Two of the great bloggers at this site today!!
Wow, no wonder Conner's mom is looking for play dates! Doesn't she know that parents might be avoiding if someone talking about nailing a mouth shut? She needs a new approach. C'mon Lynn, be brave and tell her ( it would make a great post?! ;)

Dani G said...

Yep, just one more thing that we deal with that a typical mom would never even consider! Typical kids want to play with the bird all the time. They usually don't mind that she ignores them, finds their books and dives in for the entire playdate. It's usually the parents that have a problem "does she ever play with other kids?", "is this usually what she's like at a play date?"

And I totally know Saturday Night Fever. That's the one with the fat, balding scientologist, right?

RacersMommy said...

I recently did a playdate with another mom who's daughter is on the spectrum. If I did playdates for Racer with NT peers he'd never play with them. He hates NT peers, the only friend he has in his regular kinder class is another student who is SpEd.

Only kids Racer likes that are NT are his sibs lol and even my kids are a stretch for NT haha.

Big Daddy Autism said...

We are about to embark on a multi-day play date with all the characters in this story except for Connor and his mom. At Disney, no less. I'm wondering if I can take a hint from Connor and nail Lynn's mouth shut with boards?

Unknown said...

This is one thing we haven't really done, shocking as I usually will try anything (that I can afford anyway). It just seems like so much is shoved down his throat in school and in therapies that our time that is really "our time" I like to try to keep simple.

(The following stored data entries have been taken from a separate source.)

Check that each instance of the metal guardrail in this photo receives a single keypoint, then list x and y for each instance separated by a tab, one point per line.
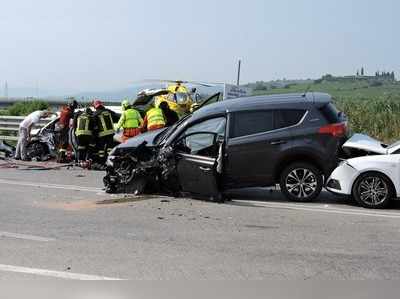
9	126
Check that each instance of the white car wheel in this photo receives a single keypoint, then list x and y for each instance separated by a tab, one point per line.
373	191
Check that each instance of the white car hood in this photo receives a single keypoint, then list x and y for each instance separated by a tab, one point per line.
366	143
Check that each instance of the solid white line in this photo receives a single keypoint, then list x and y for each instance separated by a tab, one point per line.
50	186
322	209
50	273
25	237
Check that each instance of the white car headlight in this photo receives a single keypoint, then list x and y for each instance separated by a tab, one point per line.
110	161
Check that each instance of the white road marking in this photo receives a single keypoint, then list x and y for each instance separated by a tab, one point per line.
321	209
25	237
50	186
50	273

Luckily Brian also has six cousins all under the age of six...so he does get a pretty constant barrage of (unwanted) playdates.

Anonymous said...

This is such a sore subject for me. All of your points are completely valid. The crux of my problem is I can't stand most people (and Connor's mom would definitely fall into that category), yet I'M supposed to help my son learn social skills. Ugh.

Wantapeanut said...

Did you see last week's Parenthood with Max's birthday? Reminds me of the mom who was asking lots of questions, like, can we ask the kids not to clap after the birthday candles, and my kid doesn't eat cheese, or whatever.

And as far as the flapping goes, imitation of any sort is a good thing. And if a kid who doesn't need to stim copies another kid's stim, it isn't a big deal. Since they won't get anything out of it, they'll drop it.